By the end of the talk, attendees will have a clear blueprint for operationalizing evaluation in LLM agents, enabling teams to ship systems that are not only impressive in demos, but reliable in production.
Bio
Vrinda Bhatia is a seasoned software engineer and AI builder with over a decade of experience in companies like AWS and Block. Most recently, she is working as a Senior Software Engineer at Block, developing infrastructure for ML inference, where her work helped prevent over $220M in fraud losses in 2024. Before that she was in AWS AppStream - a secure application streaming service. Her work was critical during the COVID-19 pandemic, empowering organizations like Washington State Pandemic Center, and Los Angeles County to transition thousands of students and employees to secure, remote environments. She is also a key contributor in an open source library for model distillation (https://github.com/horus-ai-labs/DistillFlow/) which has gotten over 150+ stars on Github. She is passionate about solving real-world problems at scale. Beyond the technical work she loves sharing knowledge with the developer community through talks, mentorship, and open collaboration.

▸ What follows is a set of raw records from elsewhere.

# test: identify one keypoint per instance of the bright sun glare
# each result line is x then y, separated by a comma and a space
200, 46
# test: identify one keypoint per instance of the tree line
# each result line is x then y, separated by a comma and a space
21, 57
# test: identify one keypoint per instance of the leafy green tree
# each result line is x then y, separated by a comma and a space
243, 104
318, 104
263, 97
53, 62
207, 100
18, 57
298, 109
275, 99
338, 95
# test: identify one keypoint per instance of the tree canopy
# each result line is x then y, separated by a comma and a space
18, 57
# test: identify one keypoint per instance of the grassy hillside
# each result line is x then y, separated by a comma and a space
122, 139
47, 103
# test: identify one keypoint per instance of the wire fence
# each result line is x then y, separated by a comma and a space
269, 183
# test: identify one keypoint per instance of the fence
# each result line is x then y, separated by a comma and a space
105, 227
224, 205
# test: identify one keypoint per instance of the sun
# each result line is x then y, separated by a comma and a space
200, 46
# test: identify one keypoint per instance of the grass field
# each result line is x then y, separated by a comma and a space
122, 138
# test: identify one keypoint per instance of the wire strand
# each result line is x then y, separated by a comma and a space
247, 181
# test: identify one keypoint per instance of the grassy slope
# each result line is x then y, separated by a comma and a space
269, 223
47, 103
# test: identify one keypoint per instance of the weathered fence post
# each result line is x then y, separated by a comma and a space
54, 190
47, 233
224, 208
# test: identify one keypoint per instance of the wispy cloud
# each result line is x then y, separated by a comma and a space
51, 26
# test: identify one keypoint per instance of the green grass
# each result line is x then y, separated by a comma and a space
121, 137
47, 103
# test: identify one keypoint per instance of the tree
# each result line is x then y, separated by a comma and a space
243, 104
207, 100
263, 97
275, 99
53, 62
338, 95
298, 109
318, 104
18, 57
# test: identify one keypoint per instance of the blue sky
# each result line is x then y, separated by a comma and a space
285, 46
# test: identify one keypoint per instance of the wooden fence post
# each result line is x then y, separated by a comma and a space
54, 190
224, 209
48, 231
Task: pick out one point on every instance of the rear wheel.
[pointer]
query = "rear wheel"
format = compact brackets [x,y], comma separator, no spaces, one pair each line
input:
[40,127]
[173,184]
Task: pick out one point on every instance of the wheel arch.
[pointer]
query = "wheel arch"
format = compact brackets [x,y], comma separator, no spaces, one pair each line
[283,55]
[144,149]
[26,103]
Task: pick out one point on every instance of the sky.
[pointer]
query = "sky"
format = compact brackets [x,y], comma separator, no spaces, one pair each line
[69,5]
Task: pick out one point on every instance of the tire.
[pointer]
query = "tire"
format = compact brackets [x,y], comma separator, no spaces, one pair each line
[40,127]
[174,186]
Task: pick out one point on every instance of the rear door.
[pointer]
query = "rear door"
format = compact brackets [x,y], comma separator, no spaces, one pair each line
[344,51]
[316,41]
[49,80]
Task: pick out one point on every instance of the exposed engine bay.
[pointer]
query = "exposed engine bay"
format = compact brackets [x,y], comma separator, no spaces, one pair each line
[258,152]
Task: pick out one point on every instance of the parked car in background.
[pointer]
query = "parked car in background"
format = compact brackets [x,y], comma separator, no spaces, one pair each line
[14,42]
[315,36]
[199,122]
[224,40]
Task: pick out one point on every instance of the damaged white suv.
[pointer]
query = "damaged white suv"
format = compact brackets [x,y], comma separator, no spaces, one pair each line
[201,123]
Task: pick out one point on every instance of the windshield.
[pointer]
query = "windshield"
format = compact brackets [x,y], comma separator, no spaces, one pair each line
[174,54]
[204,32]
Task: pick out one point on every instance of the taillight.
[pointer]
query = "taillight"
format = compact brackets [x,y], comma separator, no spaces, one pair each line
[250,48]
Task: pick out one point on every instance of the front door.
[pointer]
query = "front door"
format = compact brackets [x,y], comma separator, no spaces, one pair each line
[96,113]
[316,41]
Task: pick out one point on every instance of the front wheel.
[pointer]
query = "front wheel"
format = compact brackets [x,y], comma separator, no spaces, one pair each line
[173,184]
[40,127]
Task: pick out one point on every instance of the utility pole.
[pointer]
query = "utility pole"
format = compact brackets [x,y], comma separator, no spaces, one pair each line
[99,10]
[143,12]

Sujata Sridharan is a Senior Software Engineer at Bolt Financial, where she builds AI-driven commerce infrastructure that powers next-generation e-commerce experiences. With nearly a decade of experience spanning Microsoft, Amazon, and Bolt Financial, she specializes in architecting reliable, compliant, and human-centered AI systems, from large-scale identity and security platforms to production-grade LLM infrastructure powering over a billion dollars in transactions. Beyond her engineering work, Sujata is an active mentor and community builder, guiding emerging AI practitioners through workshops, hackathons, and speaking engagements such as DevFest DC. Her current focus is on developing practical frameworks that make trustworthy AI both measurable and scalable across organizations.